С моей точки зрения, это были вполне разумные слова, но Сара Луиза вздрогнула, словно от удара плетью. Бросив на меня взгляд, чтобы убедиться, что перед ней то самое чудовище, которое она и ожидала увидеть, она двумя взмахами ножниц перерезала карточки пополам. Видимо, это было частью сценария, как, впрочем, и то, что произошло потом: Сара Луиза встала, швырнула разрезанные карточки мне в лицо и стремительно скрылась в доме, громко хлопнув дверью. Я принялся подбирать упавшие на землю клочки, но тут Сара Луиза появилась снова. С хорошо отрепетированным возгласом: "Вот тебе твой «мерседес» – продавай сколько хочешь!" – она бросила в меня ключи от машины. Не знаю, действительно ли она хотела попасть, но ключ, не долетев, упали в бассейн, плавно опустились на дно, Сара Луиза гордо прошествовала в дом.
Вспышки раздражительности бывали у Сары Луизы почти каждую неделю, так что мне, вообще говоря, полагалось бы уже научиться с ними управляться. Я же, как всегда после очередной подобной истерики, сидел ошеломленный, не веря в случившееся. Потом, сбросив с себя сомнения, я нырнул в бассейн, достал ключи, вытерся и пошел мириться.
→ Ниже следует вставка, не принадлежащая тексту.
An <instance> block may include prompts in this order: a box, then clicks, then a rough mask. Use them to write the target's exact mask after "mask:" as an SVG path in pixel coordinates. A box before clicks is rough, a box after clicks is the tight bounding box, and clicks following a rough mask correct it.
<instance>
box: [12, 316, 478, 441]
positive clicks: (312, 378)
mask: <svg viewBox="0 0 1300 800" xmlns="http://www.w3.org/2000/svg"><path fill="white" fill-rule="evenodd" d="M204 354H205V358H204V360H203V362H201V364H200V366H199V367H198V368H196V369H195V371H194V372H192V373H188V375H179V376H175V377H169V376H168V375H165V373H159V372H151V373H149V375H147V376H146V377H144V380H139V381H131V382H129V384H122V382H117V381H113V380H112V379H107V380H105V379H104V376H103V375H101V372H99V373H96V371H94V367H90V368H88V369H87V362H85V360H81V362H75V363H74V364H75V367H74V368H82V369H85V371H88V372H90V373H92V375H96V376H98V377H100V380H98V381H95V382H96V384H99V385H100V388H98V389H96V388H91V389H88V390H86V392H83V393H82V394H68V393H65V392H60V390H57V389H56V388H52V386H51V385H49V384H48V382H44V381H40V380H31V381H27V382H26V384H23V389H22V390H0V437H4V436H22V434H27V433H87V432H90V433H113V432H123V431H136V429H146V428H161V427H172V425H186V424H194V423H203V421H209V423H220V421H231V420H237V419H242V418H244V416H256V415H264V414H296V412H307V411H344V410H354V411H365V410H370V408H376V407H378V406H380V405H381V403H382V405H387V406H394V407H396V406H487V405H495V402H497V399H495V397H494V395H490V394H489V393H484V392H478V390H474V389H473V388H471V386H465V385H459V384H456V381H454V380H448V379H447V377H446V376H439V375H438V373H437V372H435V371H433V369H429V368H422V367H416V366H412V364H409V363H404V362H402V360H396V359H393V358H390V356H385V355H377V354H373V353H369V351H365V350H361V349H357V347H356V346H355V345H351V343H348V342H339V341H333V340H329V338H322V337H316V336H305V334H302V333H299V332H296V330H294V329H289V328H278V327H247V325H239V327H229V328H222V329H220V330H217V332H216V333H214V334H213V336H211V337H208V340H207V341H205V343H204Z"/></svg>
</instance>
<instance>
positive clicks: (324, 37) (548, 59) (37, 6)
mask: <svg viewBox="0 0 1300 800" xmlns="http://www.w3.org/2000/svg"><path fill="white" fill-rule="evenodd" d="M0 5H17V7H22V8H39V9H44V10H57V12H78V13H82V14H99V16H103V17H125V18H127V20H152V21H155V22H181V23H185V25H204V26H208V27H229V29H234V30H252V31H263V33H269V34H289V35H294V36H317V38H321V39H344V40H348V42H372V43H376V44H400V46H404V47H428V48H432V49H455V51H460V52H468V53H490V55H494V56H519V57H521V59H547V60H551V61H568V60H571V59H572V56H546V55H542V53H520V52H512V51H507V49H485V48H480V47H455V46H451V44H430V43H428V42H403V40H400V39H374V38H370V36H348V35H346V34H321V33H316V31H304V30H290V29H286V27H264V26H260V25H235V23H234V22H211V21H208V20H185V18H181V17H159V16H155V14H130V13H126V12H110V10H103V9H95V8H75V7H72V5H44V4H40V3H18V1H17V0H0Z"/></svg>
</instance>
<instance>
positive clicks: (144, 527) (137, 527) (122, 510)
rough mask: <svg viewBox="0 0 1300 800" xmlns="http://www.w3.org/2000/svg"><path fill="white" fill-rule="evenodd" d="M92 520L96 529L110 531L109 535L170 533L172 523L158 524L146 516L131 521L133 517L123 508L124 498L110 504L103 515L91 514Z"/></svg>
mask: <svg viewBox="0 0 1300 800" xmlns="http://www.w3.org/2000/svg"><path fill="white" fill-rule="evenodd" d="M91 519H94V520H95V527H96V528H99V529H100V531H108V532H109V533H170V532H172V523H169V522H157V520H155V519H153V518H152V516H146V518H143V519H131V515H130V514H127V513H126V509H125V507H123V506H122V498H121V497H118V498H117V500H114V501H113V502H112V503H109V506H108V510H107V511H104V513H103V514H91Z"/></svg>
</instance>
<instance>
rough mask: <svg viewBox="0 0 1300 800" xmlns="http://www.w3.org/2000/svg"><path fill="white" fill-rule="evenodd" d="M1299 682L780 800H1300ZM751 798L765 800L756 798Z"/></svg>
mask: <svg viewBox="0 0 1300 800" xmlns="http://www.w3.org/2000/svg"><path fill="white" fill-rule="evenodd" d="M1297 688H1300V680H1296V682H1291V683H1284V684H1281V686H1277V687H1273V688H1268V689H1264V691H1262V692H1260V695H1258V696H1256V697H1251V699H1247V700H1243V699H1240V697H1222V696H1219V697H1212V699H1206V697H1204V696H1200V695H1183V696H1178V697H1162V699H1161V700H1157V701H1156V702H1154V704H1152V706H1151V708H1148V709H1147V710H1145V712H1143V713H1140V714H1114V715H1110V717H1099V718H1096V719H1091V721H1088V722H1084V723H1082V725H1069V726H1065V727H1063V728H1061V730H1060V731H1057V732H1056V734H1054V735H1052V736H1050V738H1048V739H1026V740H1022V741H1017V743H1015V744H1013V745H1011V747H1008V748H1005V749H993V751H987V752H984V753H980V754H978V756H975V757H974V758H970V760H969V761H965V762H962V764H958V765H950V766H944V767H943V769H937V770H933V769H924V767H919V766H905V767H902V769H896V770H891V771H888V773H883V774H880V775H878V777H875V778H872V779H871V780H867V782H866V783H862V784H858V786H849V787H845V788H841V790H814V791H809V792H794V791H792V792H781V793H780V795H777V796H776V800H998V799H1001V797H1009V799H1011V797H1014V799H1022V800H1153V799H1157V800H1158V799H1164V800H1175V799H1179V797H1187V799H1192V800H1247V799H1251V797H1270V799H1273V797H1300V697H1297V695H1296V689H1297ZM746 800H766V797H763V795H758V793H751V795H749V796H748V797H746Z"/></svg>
Сару Луизу я нашел в нашей спальне, лежащую на кровати и сотрясающуюся от рыданий.
– Сара Луиза, – сказал я ей, – мне очень неприятно, что все так произошло. Надеюсь, ты объяснишь мне, что я сделал плохого.
– Ты никогда ничего не делаешь плохого, – отвечала Сара Луиза, глотая слезы. – Ты всегда прав, а мы всегда неправы. Это невыносимо.
– Но позволь, когда это я говорил, что я прав, а ты нет?
– Вот видишь, опять. Что бы я ни сказала, все не так. Я долго стоял, мысленно блуждая по лабиринту ее логики. Я уже успел усвоить, что спорить с Сарой Луизой бесполезно, а надо уступить, поэтому, принеся покаяние и дождавшись, когда она вытрет глаза, я спросил:
– Что ты хочешь, чтобы я для тебя сделал?
– Чего я хочу? Понятия не имею. Разве мы можем позволить себе хоть что-то купить?
– Не исключено, что и можем; по крайней мере, давай попробуем это обсудить.
– Я не хочу снова выслушивать лекции.
– Если у тебя есть какие-нибудь идеи, расскажи, и я обещаю, что не скажу ни слова.
В очередной раз повернувшись ко мне в профиль, Сара Луиза предалась размышлениям о семейных нуждах.
– Ну, во-первых, Эсель уже давно мечтает о лошади, – сказала она, – и я тысячу раз говорила тебе, что лошадь девочке действительно нужна.